LoRA adapters for fine-tuned model variants (customer-specific, domain-specific) are small (50–200 MB vs. the 140 GB base 70B model). The serving engine maintains a pool of loaded LoRA adapters in GPU memory (up to 20 adapters simultaneously). When a request specifies a LoRA adapter, the serving engine applies the low-rank weight delta on-the-fly during inference with negligible overhead (<5% latency increase). New adapters are loaded asynchronously from S3 while existing requests are served; adapter eviction follows an LRU policy.

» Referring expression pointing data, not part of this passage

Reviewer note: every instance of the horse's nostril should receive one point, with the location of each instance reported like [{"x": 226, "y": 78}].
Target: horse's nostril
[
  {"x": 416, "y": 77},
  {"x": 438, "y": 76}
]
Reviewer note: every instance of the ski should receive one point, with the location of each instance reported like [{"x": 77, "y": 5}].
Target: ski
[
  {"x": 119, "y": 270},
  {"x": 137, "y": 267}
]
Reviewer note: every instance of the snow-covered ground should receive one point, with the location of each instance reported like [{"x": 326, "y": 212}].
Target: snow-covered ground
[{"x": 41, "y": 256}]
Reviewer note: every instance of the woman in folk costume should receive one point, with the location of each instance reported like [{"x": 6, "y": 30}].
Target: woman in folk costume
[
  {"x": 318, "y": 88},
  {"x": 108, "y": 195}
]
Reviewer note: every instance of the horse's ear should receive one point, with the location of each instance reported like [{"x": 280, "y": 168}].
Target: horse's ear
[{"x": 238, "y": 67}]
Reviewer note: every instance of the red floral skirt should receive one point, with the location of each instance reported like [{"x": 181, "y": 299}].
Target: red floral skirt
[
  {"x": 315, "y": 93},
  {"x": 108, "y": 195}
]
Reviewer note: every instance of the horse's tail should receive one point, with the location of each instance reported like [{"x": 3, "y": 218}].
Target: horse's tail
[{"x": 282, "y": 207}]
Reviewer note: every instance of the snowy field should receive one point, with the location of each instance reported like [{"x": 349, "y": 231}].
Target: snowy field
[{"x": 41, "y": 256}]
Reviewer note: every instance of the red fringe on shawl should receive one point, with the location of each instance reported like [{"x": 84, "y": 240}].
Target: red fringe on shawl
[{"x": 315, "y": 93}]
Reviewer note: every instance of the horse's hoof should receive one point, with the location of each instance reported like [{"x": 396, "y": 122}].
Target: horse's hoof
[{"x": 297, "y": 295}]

Request Router & Model Selection

A request classifier scores each incoming request on complexity heuristics: token count, task type (code generation → large model, simple QA → small model), and user tier (enterprise → large model priority). The router maintains a health and utilization view of all inference servers and dispatches to the least-loaded server hosting the appropriate model. If all servers for a requested model are saturated (queue depth > 10), the router either queues the request (for priority users) or routes it to a smaller model (for best-effort users) with a response header indicating the actual model used.

Database Design

Request metadata is logged to Kafka and archived to ClickHouse: (request_id, user_id, model_version, adapter_id, prompt_tokens, completion_tokens, ttft_ms, total_latency_ms, finish_reason, timestamp). This powers cost dashboards, per-user usage tracking, and model performance monitoring. Conversation context (for multi-turn sessions) is stored in Redis with the key ctx:{session_id} → compressed conversation history JSON, with 1-hour TTL. Active KV cache pointers (which GPU memory pages are allocated to which session) are maintained in-memory by vLLM's scheduler.

API Design

POST /v1/chat/completions — OpenAI-compatible chat completion endpoint; supports stream=true for server-sent event streaming. POST /v1/completions — Single-turn text completion with temperature, top_p, max_tokens parameters. GET /v1/models — List available models and adapters with context window sizes and rate limit tiers. POST /v1/tokenize — Tokenize text and return token count without running inference (for cost estimation).

Scaling & Bottlenecks

KV cache memory exhaustion is the primary limiting factor: a 128K-context request for a 70B model consumes ~40 GB of KV cache (2 * num_layers * num_kv_heads * 128K * head_dim * 2 bytes). PagedAttention reduces this to actual allocated tokens, but very long contexts can still monopolize GPU memory. A context length quota per user (e.g., max 32K for free tier, 128K for enterprise) prevents long-context requests from evicting all short-context requests from GPU memory.*

TTFT for long prompts (prompt processing / prefill phase) scales with prompt length. For a 128K-token prompt, prefill can take 5–30 seconds on a single server. Prompt caching (caching KV cache for repeated system prompts shared across users) reduces prefill time for the repeated portion to zero. Speculative decoding (running a small 1B draft model to propose k tokens per step, verified by the large model in parallel) improves throughput by 2–3x for short response tasks.

Key Trade-offs

Model accuracy vs. serving cost: Larger models produce better outputs but at 5–10x the cost; intelligent routing (defaulting to 7B, escalating to 70B only for complex tasks) balances quality and cost.
Streaming vs. batch responses: Streaming delivers the first token immediately and improves perceived responsiveness; batch responses achieve higher throughput by maximizing parallelism but introduce latency for the user.
KV cache eviction vs. recomputation: Evicting idle KV caches to CPU saves GPU memory but adds 50ms reload latency; recomputing from conversation history adds 1–5 seconds for long contexts.
Tensor parallelism vs. pipeline parallelism: Tensor parallelism (split model across GPUs on the same node, high NVLink bandwidth) is preferred for low-latency serving; pipeline parallelism (split model layers across nodes, lower bandwidth requirement) scales to larger model sizes but adds inter-node communication latency.